1. Finances:
    1. Set aside even more money, earlier on, so you can retire earlier. You’ll be financially safe, even if Social Security isn’t secure when we hit retirement age. We didn’t sacrifice comfort, but we might have been able to retire earlier if we’d done without a few luxuries and put aside an extra $25/week in our twenties.
    2. Get a second job and use it to fund that earlier retirement and affording the musical and photographic toys you enjoy so much. Performing music or taking and selling photographs isn’t a bad idea.
    3. The stock market will crash or slump several times. Stay out of it in 1980-82, 1990-91, 2001, and 2007.
    4. Get out of the rat race by living someplace where you’re in the deep woods. By living in an area so nice that people want to visit that part of the world on vacation. Don’t live somewhere that comes with stress, bad drivers, crime, and neighbors with whom I feel you must compete.  For me it was “Head North, Young Man!”
    5. Loans: 
      1. Never buy a new automobile—the depreciation makes it a bad investment. Buy one that’s two years old, with mileage between 20,000 and 30,000. Buy less than you want, and only what you need, and be done with a car or toy loan in two years or less.
      2. Pay extra and have your home paid for in fifteen years—it works. Don’t question it—just do it. Then put the extra money, after things are paid off, towards retirement and travel.
    6. Stock Market:
      1. Buy deeply into Apple Computer stock in 2000. Sell them in 2017. One dollar will get you $220.
      2. Buy IBM in 1991. Sell in 2010. One dollar gets you $180.
      3. Buy Microsoft in 1989. Sell in 2018. One dollar gets you $120.
  2. Laws:
    1. ALWAYS obey the speed limit. Doing so saves you loads of problems. And probably an accident or two in rural Minnesota or at a McDonald’s restaurant.
    2. Integrity and honesty will serve you well. Never make an exception to this. You’ll always keep your integrity intact and people will have no reason to disrespect you. It’s a nice feeling!
    3. Don’t get into the front passenger seat of any vans without seat-belts and you won’t lose your eyebrows (and you won’t get to enjoy having them sewn back on in the E.R.) after you fly face-first through a windshield in 1975. Novocain needles into the eyeballs—that’s something to avoid by wearing seat belts. Stick with the front passenger van seat-belt advice in 1983 and ‘84, and you won’t have to worry about late-night ice-road accidents. Make it simple and ALWAYS wear a seat belt—or don’t ride in that vehicle.
  3. Find an exercise program wherever you live and be actively faithful to participation. Always!
  4. Forty years (and counting) of a successful marriage is something many people can’t claim, but you’ll be able to when you stay true to the girl you’ll meet in college.
  5. Have your children early. Have them in your twenties instead of in your thirties. They’re inevitable, because “If the Mama ain’t happy, ain’t NOBODY happy.” So get over it. Having them when you’re younger has some important benefits (as well as a few consequences if you happen to be selfish instead of selfless). They’re worth it!
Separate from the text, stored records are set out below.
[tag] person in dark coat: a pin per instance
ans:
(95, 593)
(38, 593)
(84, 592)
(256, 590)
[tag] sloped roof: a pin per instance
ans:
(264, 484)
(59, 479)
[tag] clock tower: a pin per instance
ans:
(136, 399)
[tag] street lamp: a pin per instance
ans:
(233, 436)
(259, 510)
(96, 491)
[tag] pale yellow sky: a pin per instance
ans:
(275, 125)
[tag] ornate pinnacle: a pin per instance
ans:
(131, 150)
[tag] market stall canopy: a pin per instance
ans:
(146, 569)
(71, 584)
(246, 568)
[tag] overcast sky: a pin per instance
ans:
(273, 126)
Never let ‘em outnumber you! The world has plenty of people, and two kids are enough for you.
  6. Don’t trust printed or online car or truck value estimations or reviews. The companies that make them end up being owned by the same companies that make the cars, and their advice is no longer independent.
  7. Treat everyone the way you like to be treated. That includes NOT saying everything that may come to mind. A great guideline to use before saying or writing anything:

Is it true?

Is it helpful?

Is it inspiring/interesting?

Is it necessary?

Is it kind?

  If you’re saying or writing something and you can’t answer “Yes” to all the above, reconsider your actions. Don’t write or say it. Modify what you’re offering to others, so you CAN answer “yes” to all of the above.

  • That's a perfectly acceptable philosophy for you to follow.  It definitely takes some major life events to achieve a different point of view when one's culture  promotes a thing controversial to other cultures.

    I expanded (in the comments of this thread) on my concept of speed versus safety, planning ahead versus rushing to make up for lack of planning.  My comments to my younger self are only that.  Pure fiction, and directed only at me.  If others choose to agree or disagree, I've sparked a conversation and learned new points of view--I thank you for your response!

    Flying face-first through the windshield of a vehicle traveling too fast was a personal major life event that helped me achieve a different point of view about speed. 

    May you and your friends and family always be safe, and never experience a negative event associated with you or a stranger driving faster than conditions allow.  Blessings upon you and them for safety.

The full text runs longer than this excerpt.